Dwarf Ginseng Plant Profiles

The  scientific name of Dwarf Ginseng is Panax trifolius. Dwarf Ginseng is a perennial (a plant that can live for more than two years) that can grow up to twenty centimeters or eight inches in height. It is also know as a ground nut.

The Dwarf Ginseng plant grows in rich “old”, woodsy soils that have been untouched by fire or developement  for a long period of time. They thrive on the natural nutrients that have developed in this type of soil over several years or even decades. They are found in the eastern sections of North America from Quebec to Georgia and west to Minnesota and in parts of Tennessee.

The flowers of the Dwarf Ginseng are white and fade to a soft pink. They are very small delicate flowers that grow in five regular parts or sections. They bloom in the spring to late spring months from April to June. They grow in a pattern that is called a round shaped umbel (a flower cluster with all the flower stalks coming from one central point.)

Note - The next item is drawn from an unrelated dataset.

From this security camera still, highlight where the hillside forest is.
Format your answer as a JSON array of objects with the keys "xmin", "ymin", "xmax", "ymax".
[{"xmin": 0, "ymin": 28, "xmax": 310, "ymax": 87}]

The Dwarf Ginseng plant does not have stalked leaflets. The leaves themselves are divided into three leaflets. These basal leaflets may be loved or subdivided. The basal leaflets are the ones located near the base of the plant stem. The leaves have serrated edges.

The fruit of the Dwarf Ginseng are a yellowish color. The Dwarf Ginseng comes from a bulb.

In the past the native Americans used the whole plant to make a tea that was used for curing numerous illnesses such as colic, gout, indigestion, hepatitis, rheumatism, hives, tuberculosis; and the root can be chewed to prevent headaches, nervous conditions, breathing problems and fainting spells. The tuber itself can be eaten boiled or raw.

Ginseng has long been sought after for its medicinal herb and aphrodisiac properties. It can sell in a range of two to four hundred dollars an ounce for the dried root. It takes a lot of hunting and digging to get that much ginseng. While wild ginseng has been collected for hundreds of years, cultivating it has not been met with great success in most areas. Ginseng requires such a specific growing site that is is time consuming and hard to maintain. It can be done but it is more work than some people think it is worth. Ginseng has been listed as being an endangered species in thirty-one American states because of over harvesting. While in the past it was sometimes hunted by rural farmers as a means of financial survival it is mostly hunted today by hunters looking to subsidize their hobby.